Why Should Pensioners Pay For Their TV Licence, Now That The BBC Has Ditched Their Favourite Shows?
It will take more than stars like Helen Mirren and Sir Terry Wogan to persuade the elderly to pay for the BBC – they’re not likely to be swayed by celebrities
With its almost spooky gift for misjudging the public mood, the BBC is planning to draft in “silver celebrities” to front a campaign encouraging the over-75s to pay for their TV licences.
Stars such as Dame Helen Mirren and Sir Terry Wogan could be part of a push to recoup some of the £700 million annual bill for providing free licences to the elderly.
Will you tell them or shall I? Older viewers are the least likely to be swayed by celebrities.
Most of the over-75s – who vote Conservative – are fond of individual programmes like Countryfile and Great British Bake Off, but they do not care one jot for a BBC whose output has a distinctly Left-wing, metropolitan bias.
Photo: Getty
I think of those listeners to Radio 4’s Any Questions who tell me that they shout at the radio, or bugger their knees diving for the off switch, when, week after week, their views scarcely get a hearing for the baying of the Corbynite mob.
The pollsters got the general election wrong because they failed to take sufficient account of the opinions of older voters.
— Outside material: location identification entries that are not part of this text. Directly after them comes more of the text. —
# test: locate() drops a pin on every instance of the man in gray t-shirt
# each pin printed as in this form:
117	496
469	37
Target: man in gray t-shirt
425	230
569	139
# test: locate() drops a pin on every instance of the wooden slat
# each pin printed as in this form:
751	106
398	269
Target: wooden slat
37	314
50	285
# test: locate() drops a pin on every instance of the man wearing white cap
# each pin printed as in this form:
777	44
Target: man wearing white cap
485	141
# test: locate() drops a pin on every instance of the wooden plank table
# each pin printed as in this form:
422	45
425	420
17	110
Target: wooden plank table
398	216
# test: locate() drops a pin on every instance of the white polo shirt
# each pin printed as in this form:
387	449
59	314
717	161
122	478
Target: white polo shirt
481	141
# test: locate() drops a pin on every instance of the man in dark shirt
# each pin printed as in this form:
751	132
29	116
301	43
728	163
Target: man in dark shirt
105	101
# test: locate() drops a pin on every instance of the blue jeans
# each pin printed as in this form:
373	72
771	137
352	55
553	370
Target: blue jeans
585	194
The same is true of the BBC with knobs on. You cannot treat the settled ideas of senior citizens with disdain then try to call on an affection for the BBC which you have killed off with your lazy, institutional assumption that any right-thinking person must be Left wing.
If the BBC is serious about getting older viewers onside, here are a few suggestions:
Buy back TV cricket coverage
Several elderly chaps of my acquaintance have never quite recovered since the Beeb lost cricket to Channel 4 in 1998. They would be as happy to fork out for a BBC licence to watch a Test match as they are unhappy paying for a subscription to Sky.
Stop disappearing female presenters when they enter the twilight zone of 55
John Humphrys is still presenting the Today programme, with incredible zest, at the age of 72; the great Sue MacGregor had to hang up her headphones at the age of 60.
As women live longer than men, why is their BBC shelf-life so much shorter?
Don’t waste your breath
Why should the over-75s give up their free licence to help out a BBC with a byzantine, bloated management structure and better pension pots than they’ve got?
Wealthy oldies might just forego their Winter Fuel Payment for a good cause, but subsidise the Beeb? No chance.